Holzer spoke with the World moments after he delivered a fiery speech to an immigrant rights rally on the west lawn of the Capitol, March 27.

“Nobody expected half a million people to march in downtown Chicago a few days ago,” Holzer said. “In 48 hours over 2,000 people in my congregation said they wanted to come to that rally. We sent 36 buses and it still wasn’t enough to take everybody. On April 10, we expect a big rally here in Washington and in every other big city across the nation.”

The surging movement also includes a drive to register millions of new voters and get them to the polls Nov. 7, one of many voting blocs that could vote to end Republican control of the House and Senate.

Father Michael Gutierrez, pastor of St. Anne’s Roman Catholic Church in Santa Monica, Calif., told the World, “Nearly a million people turned out in Los Angeles last Saturday. They came saying, ‘We are not criminals.’ And yet the Sensenbrenner bill would do just that, make criminals of people who came here to work. We are here demanding a humane, comprehensive immigrant reform with a path to citizenship.”
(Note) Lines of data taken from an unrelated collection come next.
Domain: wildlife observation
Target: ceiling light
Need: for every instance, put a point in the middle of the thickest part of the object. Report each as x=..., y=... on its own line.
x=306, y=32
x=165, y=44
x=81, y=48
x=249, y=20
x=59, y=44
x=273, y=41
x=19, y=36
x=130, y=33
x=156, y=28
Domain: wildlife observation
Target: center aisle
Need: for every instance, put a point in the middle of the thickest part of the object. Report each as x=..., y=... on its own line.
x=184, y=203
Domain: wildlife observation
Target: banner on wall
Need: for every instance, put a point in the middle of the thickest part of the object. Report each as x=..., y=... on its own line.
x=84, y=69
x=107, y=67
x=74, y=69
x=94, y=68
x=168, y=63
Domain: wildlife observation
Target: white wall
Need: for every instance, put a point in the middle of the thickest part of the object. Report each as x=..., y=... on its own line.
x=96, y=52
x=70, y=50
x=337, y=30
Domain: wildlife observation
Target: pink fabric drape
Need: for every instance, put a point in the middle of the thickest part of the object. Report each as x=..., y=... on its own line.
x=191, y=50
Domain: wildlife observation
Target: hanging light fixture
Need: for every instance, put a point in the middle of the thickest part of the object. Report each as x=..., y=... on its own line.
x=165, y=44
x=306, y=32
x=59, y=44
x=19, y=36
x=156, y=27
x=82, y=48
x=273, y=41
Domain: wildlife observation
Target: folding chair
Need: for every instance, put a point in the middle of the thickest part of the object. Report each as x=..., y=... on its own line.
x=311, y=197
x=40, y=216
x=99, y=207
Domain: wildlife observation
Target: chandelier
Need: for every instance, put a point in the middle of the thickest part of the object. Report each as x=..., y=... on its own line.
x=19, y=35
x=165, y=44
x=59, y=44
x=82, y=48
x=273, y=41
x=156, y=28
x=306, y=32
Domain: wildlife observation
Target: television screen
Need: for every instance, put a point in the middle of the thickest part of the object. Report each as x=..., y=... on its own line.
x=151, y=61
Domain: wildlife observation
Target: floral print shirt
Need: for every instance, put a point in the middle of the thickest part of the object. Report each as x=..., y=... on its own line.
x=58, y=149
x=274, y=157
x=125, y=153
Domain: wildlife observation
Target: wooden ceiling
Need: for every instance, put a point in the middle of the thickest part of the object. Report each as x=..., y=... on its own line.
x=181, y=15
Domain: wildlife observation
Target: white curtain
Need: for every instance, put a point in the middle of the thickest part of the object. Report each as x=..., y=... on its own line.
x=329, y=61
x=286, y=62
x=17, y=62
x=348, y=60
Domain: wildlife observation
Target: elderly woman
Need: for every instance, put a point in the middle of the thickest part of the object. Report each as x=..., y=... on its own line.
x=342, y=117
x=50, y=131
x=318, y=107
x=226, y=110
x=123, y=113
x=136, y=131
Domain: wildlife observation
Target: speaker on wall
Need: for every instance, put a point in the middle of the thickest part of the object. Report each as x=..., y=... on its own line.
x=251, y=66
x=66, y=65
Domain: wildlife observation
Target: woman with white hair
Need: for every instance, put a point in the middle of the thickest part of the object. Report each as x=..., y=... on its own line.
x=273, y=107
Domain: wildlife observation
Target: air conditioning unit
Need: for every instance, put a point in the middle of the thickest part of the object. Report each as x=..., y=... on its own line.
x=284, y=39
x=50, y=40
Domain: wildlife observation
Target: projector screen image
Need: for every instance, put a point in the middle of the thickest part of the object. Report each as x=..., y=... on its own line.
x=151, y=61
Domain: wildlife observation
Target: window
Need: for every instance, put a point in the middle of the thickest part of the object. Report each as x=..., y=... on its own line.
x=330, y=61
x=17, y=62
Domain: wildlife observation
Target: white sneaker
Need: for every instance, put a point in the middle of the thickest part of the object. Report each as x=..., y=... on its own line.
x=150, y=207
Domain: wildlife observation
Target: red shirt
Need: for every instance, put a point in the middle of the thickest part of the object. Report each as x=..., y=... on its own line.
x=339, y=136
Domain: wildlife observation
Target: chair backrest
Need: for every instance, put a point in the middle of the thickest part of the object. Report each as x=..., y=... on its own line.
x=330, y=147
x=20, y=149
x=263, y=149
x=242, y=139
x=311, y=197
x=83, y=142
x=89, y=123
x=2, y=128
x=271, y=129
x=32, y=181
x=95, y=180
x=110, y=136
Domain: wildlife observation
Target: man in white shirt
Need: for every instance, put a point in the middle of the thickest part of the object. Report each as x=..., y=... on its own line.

Dr. Abdul Malik Mujahhid, director of the Council of Islamic Organizations, denounced the Republican right’s repressive law-enforcement approach. “They have already spent $20 billion for fences and dogs. They are prepared to spend $20 billion more,” he said. In a climate of fear after Sept. 11, 2001, he said, Muslims face the constant danger of arbitrary arrest and detention. “If Muslims are behind bars, we are all Muslims today,” he said.

The Rev. James Lawson, a Los Angeles civil rights leader and a longtime co-worker of Dr. Martin Luther King Jr., denounced President Bush’s “perpetual war on terrorism.” Hardworking immigrants are not terrorists, he said. “When we launched a war on Iraq, that is terrorism. In Arizona, they want to build a wall that seeks to keep people out. A wall is tyranny wherever it is.”

During the rally, 200 priests, protestant ministers, a rabbi, and a Muslim leaders marched into the Senate Judiciary Committee hearing on immigrant reform wearing handcuff as a warning that enactment of HR 4437 will be met with massive civil disobedience.

Later that day, the Senate panel, feeling the street-heat in an election year, reversed course and approved a bill that provides a path to citizenship and drops the punitive measures in HR 4437. The Senate bill also includes the “Dream Act” permitting the children of undocumented families to apply to college and receive financial aid. The debate over these and other provisions is continuing.

Kenneth Jamison, a Baltimore construction worker, came on a bus chartered by the Laborers Union. “This is a fight for justice,” he told the World. “If they were to enforce that House bill, they would have to deport everyone in this country except the Native American Indians. We’re all immigrants. We are here representing the workforce of America, a rainbow of all races and nations.”